Hence, overall, it could be concluded that AChEIs are better than memantine in management of DLB and PDD.


Frontotemporal dementia (FTD) is a clinical term for a cluster of syndromes resulting from degeneration of the frontal and temporal lobes. [61],[62],[63],[64],[65] FTD is the third leading cause of dementia, prevalence of which in epidemiological studies from European countries and the United States ranges from 4 to 15/100,000 among people aged <65 years of age. [66] Although historically regarded as a disorder with presenile onset (prior to 65 years of age), perhaps 25% of pathologically confirmed cases present after the age of 65 years. [66],[67] There are three variants of FTD which often overlap, particularly at later stages of disease as atrophy becomes more widespread. [68],[69],[70] About half of cases present with behavioral change (behavioral variant FTD), and the remainder present with language decline (primary progressive aphasia) characterized either by impaired speech production (progressive nonfluent aphasia) or by impaired word comprehension and semantic memory (semantic dementia).

There have been relatively few RCTs in FTD, and those that have been done and included small number of participants and have been inconclusive, particularly with regard to cognition.

In terms of neurotransmitter involvement, FTD is not associated with specific cholinergic deficiency, so there is no clear rationale to use anticholinesterase agents in FTD. However, in some patients, these agents may help in memory, but these may worsen behavior in others. [71] Studies which have evaluated the role of donepezil suggest that donepezil is associated with greater worsening on the FTD Inventory (Four treated patients had increased disinhibited or compulsive acts, which abated with discontinuation of the medication).
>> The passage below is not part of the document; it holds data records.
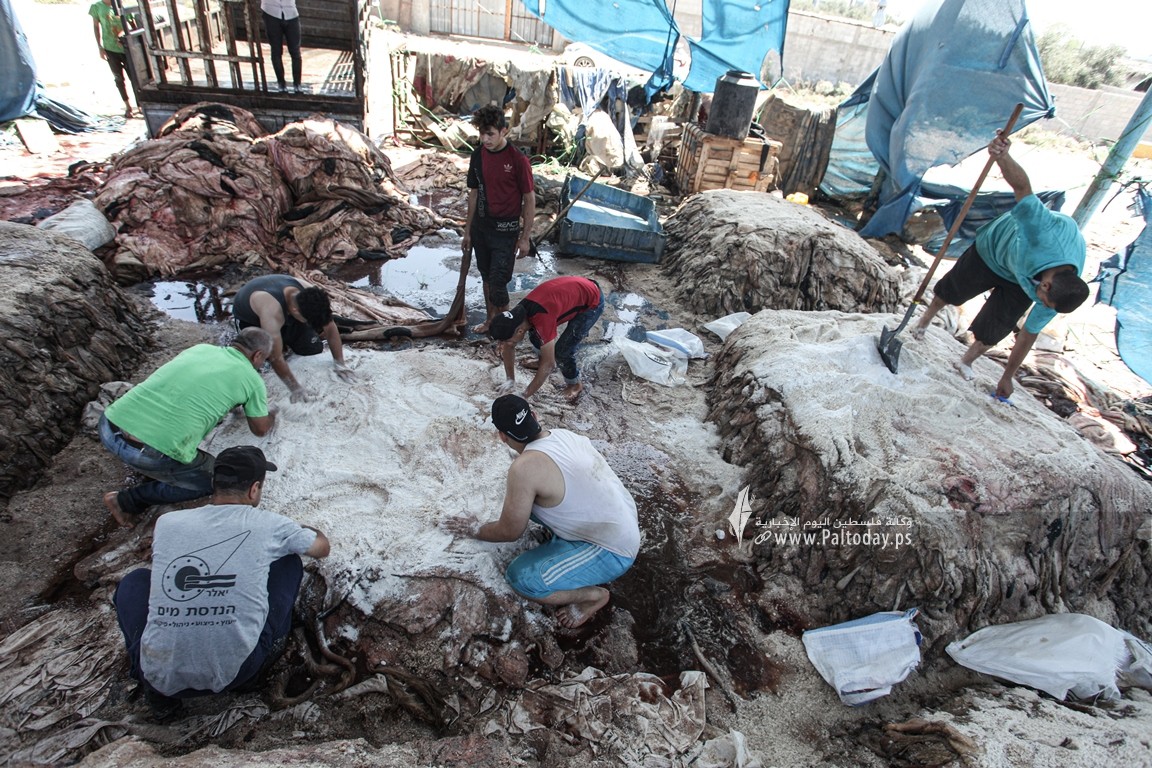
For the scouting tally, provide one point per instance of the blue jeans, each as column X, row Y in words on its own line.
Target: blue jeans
column 133, row 592
column 172, row 481
column 575, row 332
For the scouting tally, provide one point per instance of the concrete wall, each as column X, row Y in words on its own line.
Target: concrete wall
column 834, row 50
column 844, row 51
column 1092, row 114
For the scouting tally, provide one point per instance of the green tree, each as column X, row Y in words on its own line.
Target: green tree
column 1070, row 61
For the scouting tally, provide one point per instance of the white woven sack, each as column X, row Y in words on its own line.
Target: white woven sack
column 864, row 658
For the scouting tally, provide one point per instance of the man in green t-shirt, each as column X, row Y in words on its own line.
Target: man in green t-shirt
column 158, row 425
column 107, row 29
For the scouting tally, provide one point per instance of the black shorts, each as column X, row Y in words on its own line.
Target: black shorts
column 1005, row 306
column 494, row 244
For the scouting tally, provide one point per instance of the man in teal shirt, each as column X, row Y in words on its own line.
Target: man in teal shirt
column 158, row 425
column 1028, row 257
column 108, row 30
However, there were no changes in global cognitive performance or dementia severity. [72] Use of memantine in FTD is also not supported by available evidence. A RCT which included 39 patients on memantine and 42 patients on placebo for 26 weeks did not show any benefit of memantine on NPI, CGI-C, neuropsychological battery, and other cognitive, global, and ADL measures. [73]


Vascular dementia (VaD) is an outcome of ischemic, ischemic-hypoxic, or hemorrhagic brain tissue lesions due to cardiovascular disease and cardiovascular pathological changes. [74],[75] It is suggested that prevalence of VaD is increasing, doubling every 5 years to the age of 90. Currently, it is estimated that 1-4 of every 100 individuals by age of 65 are affected by VaD. [76] Studies have evaluated the role of donepezil in management of dementia.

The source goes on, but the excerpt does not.